Le rôle essentiel des parents auprès de l’enfant

Les parents ont valeur d’exemple : Initiateurs de l’enfant aux règles morales, les parents ont aussi, pour lui, valeur d’exemple. C’est en les voyant se conduire que l’enfant apprend – ou non – la valeur des règles sociales : « Mais pourquoi on fait la queue, papa ? Il y a trop de monde ! On n’a qu’à partir sans payer ! » C’est en fonction de la façon dont ses parents le traitent, et traitent les autres, que l’enfant apprend – ou n’apprend pas – le respect de l’autre. C’est toujours, en effet, aux actes de ses parents et à ce qu’ils ont profondément – et surtout inconsciemment – dans la tête que l’enfant s’identifie, quels que soient les beaux discours dont par ailleurs ils l’abreuvent.

SORTIE

Pour Françoise Dolto, l’enfant agit à l’exemple de ses parents parce qu’il les aime et parce qu’ils représentent une image achevée de lui-même vers laquelle il tend. Autre façon d’illustrer deux instances dont parle Freud : l’ »idéal du moi », les valeurs issues de l’exemple parental, que le « moi » se donne comme idéal à atteindre ; et le « surmoi », ces mêmes valeurs qui lui servent à régler sa conduite.

Les valeurs morales ne peuvent donc pas se transmettre comme un savoir intellectuel. L’enfant n’y accède pas par le seul discours, mais par l’expérience. S’il a pu, grâce à l’éducation donnée par ses parents, découvrir que le renoncement aux plaisirs immédiats et « illégaux » est difficile. Mais que la souffrance qu’il implique n’est pas vaine, car, passée l’épreuve, la porte s’ouvre sur des plaisirs plus grands, parce que plus élaborés et socialement valorisés.
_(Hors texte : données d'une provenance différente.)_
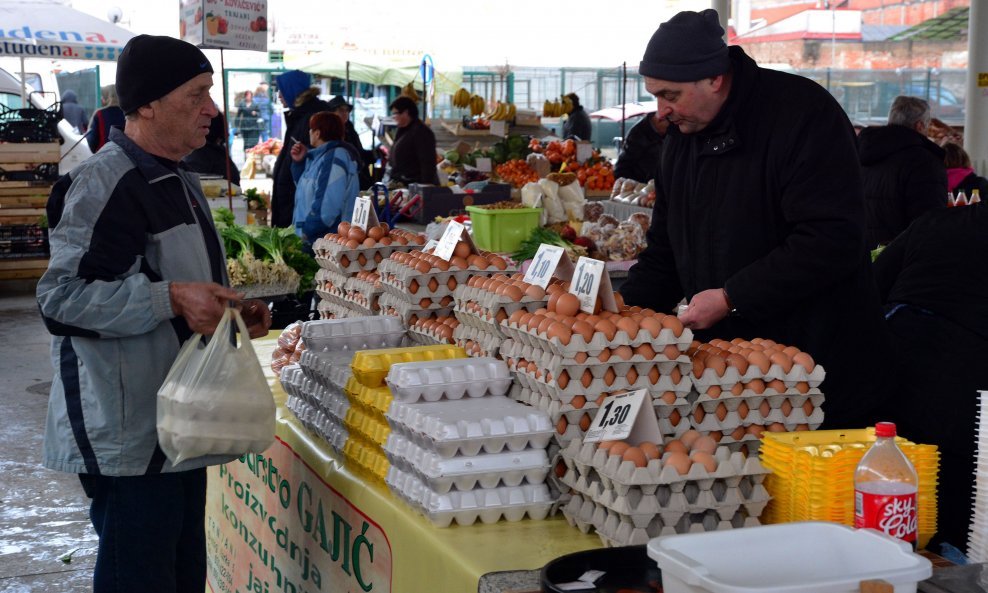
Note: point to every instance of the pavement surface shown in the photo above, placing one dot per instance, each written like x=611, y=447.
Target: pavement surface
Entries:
x=47, y=544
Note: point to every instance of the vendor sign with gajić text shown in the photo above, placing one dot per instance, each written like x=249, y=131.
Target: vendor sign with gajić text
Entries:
x=225, y=24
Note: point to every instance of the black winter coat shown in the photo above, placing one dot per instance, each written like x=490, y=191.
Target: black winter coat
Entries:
x=283, y=191
x=766, y=202
x=904, y=176
x=639, y=159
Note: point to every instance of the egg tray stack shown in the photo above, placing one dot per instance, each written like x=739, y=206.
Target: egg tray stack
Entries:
x=813, y=476
x=370, y=397
x=460, y=450
x=630, y=501
x=421, y=285
x=434, y=330
x=742, y=388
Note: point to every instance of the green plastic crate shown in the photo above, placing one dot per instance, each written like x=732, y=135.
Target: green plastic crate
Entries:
x=503, y=231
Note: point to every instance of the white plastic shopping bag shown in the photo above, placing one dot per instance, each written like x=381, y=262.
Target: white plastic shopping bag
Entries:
x=215, y=399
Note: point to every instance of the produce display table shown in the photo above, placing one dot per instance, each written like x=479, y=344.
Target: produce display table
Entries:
x=296, y=518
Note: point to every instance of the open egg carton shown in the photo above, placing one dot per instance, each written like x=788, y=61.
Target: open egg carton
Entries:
x=487, y=505
x=487, y=470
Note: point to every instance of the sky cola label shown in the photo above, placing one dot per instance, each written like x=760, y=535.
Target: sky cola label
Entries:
x=893, y=514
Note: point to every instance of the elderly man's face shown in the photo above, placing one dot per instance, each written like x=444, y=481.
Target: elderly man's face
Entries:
x=691, y=106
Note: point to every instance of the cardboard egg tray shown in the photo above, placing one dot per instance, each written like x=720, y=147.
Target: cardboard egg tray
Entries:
x=371, y=367
x=469, y=426
x=448, y=379
x=463, y=473
x=487, y=505
x=477, y=342
x=615, y=530
x=597, y=343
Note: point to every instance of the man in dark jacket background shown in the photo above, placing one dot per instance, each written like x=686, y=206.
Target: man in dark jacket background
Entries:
x=302, y=101
x=904, y=173
x=759, y=216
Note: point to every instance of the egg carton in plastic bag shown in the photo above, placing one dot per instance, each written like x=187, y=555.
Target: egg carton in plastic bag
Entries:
x=487, y=505
x=359, y=333
x=450, y=379
x=487, y=470
x=467, y=426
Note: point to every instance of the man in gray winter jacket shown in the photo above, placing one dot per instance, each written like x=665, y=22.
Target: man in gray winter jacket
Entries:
x=136, y=267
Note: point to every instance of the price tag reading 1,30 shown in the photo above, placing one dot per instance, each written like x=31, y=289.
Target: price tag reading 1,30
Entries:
x=540, y=270
x=447, y=243
x=361, y=209
x=616, y=417
x=586, y=282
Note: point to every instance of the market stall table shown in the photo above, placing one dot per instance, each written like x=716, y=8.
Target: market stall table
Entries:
x=296, y=518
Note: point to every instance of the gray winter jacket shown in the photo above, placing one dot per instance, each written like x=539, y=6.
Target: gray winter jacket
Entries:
x=123, y=226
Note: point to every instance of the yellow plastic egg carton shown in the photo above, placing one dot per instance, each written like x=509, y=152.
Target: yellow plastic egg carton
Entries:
x=813, y=476
x=370, y=367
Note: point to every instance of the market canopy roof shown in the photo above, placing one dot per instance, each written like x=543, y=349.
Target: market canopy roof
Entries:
x=44, y=29
x=372, y=69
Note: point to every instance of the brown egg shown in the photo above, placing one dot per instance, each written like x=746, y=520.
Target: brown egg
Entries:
x=708, y=461
x=679, y=461
x=635, y=455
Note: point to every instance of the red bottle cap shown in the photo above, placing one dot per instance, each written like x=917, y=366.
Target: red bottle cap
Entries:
x=885, y=429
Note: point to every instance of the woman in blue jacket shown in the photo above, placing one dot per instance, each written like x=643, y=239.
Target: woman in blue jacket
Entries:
x=325, y=178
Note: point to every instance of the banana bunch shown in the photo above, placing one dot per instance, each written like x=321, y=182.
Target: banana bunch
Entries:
x=476, y=105
x=503, y=112
x=409, y=91
x=461, y=98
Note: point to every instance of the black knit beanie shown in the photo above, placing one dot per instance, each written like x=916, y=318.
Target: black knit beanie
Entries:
x=686, y=48
x=151, y=66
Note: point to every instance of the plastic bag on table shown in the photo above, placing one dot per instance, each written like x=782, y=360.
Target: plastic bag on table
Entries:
x=215, y=399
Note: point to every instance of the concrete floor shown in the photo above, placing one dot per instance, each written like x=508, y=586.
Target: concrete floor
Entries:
x=47, y=544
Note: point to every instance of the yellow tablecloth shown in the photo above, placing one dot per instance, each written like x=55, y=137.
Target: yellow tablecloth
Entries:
x=295, y=518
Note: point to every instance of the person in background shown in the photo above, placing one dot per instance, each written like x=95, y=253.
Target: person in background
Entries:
x=760, y=229
x=248, y=120
x=639, y=158
x=413, y=155
x=136, y=268
x=903, y=171
x=213, y=158
x=74, y=113
x=108, y=116
x=577, y=124
x=960, y=174
x=340, y=107
x=263, y=102
x=934, y=283
x=326, y=182
x=302, y=100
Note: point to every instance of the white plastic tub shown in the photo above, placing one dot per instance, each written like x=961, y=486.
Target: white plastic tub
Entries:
x=800, y=557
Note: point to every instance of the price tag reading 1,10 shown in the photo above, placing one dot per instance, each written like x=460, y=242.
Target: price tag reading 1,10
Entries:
x=616, y=417
x=361, y=210
x=586, y=282
x=451, y=236
x=540, y=271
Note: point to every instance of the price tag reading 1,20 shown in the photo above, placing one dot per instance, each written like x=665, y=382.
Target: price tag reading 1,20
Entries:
x=361, y=210
x=447, y=243
x=586, y=282
x=616, y=417
x=540, y=270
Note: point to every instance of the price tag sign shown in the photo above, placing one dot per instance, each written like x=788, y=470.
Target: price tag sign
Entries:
x=447, y=243
x=545, y=262
x=586, y=282
x=361, y=210
x=618, y=418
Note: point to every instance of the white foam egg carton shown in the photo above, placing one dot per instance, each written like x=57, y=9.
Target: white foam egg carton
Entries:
x=487, y=470
x=448, y=379
x=469, y=426
x=488, y=505
x=360, y=333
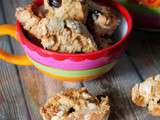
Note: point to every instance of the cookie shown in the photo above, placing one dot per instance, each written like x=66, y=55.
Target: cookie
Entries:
x=67, y=36
x=76, y=104
x=147, y=94
x=101, y=20
x=67, y=9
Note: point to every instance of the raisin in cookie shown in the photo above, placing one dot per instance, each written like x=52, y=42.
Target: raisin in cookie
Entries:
x=68, y=36
x=101, y=20
x=147, y=94
x=67, y=9
x=76, y=104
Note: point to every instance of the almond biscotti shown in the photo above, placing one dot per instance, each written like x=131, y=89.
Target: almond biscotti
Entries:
x=67, y=36
x=76, y=104
x=147, y=94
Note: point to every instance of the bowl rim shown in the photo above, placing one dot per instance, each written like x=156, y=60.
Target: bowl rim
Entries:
x=121, y=9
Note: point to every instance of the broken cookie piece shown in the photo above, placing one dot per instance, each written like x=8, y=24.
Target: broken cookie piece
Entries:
x=101, y=20
x=67, y=36
x=76, y=104
x=67, y=9
x=147, y=94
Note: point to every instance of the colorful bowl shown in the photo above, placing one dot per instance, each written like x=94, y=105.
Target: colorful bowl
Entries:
x=147, y=18
x=75, y=67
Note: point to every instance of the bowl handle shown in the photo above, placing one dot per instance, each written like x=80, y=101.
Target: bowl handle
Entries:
x=9, y=29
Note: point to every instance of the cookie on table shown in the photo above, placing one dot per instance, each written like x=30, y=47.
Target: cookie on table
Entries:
x=67, y=36
x=101, y=20
x=147, y=94
x=67, y=9
x=76, y=104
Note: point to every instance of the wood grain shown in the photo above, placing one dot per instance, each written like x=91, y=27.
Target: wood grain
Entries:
x=140, y=61
x=145, y=56
x=12, y=103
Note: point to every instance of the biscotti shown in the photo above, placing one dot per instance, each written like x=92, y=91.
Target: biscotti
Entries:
x=76, y=104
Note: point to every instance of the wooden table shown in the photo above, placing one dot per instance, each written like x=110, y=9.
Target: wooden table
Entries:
x=24, y=89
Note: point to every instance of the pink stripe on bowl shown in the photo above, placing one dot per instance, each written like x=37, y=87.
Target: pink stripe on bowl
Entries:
x=68, y=64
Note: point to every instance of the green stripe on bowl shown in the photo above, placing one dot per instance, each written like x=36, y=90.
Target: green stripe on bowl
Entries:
x=140, y=8
x=75, y=73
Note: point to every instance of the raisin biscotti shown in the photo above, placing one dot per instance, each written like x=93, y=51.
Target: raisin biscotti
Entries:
x=67, y=36
x=67, y=9
x=76, y=104
x=147, y=94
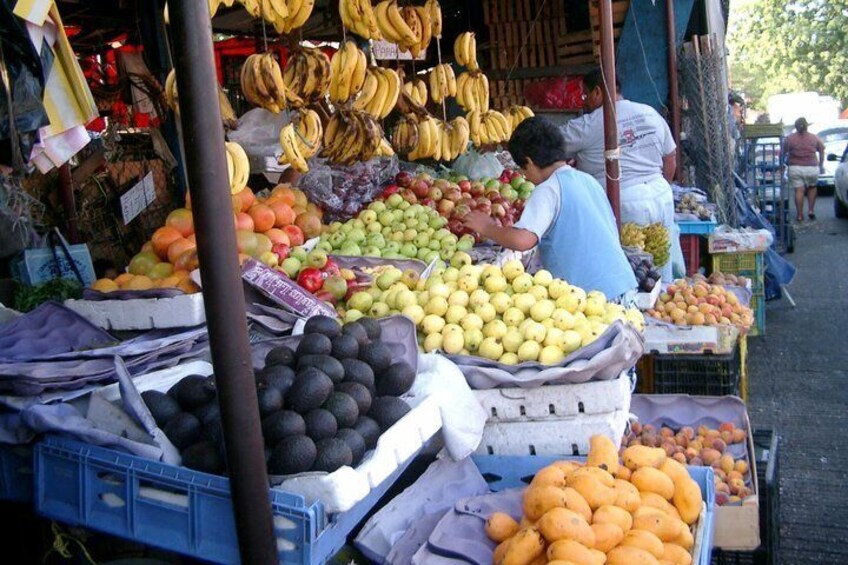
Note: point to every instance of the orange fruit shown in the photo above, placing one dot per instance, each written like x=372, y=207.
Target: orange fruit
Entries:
x=163, y=238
Ainsi, l’envie de voir, la « pulsion scopique », peut-elle conduire un enfant à passer sa vie à « regarder par les trous de serrure ». Mais elle peut aussi s’exercer dans un autre registre : poussé par son envie de voir et de savoir, l’enfant pourra, par exemple, devenir chercheur. Ce processus par lequel les pulsions changent de but, que Freud appelle la « sublimation », n’est possible que si les interdits sont posés. Sans ce type de remaniement profond, qui implique à la fois sa tête et son corps, l’enfant pourra certes apprendre à l’école les valeurs morales, mais il ne pourra pas être habité par elles. Elles risquent donc de ne fonctionner pour lui que comme un corset. Qui ne pourra contenir longtemps les envies si elles sont trop fortes.

Cette impuissance des seules paroles face à la force des envies, un spot télévisé la montre admirablement. Une petite fille à l’air effronté, un pot de dessert entamé dans une main, une cuillère dans l’autre et le visage entièrement barbouillé de chocolat, déclare sentencieusement : « Il ne faut pas manger de mousse au chocolat avant le dîner sinon tu trahis la confiance que tes parents ils ont mise à l’intérieur de toi. » A l’appel de son père – « A table ! » –, elle disparaît. Et ne reste plus que sa voix qui, annonçant la marque du dessert, ajoute, comme pour justifier l’écart entre ses paroles et ses actes : « C’est trop, trop bon ! »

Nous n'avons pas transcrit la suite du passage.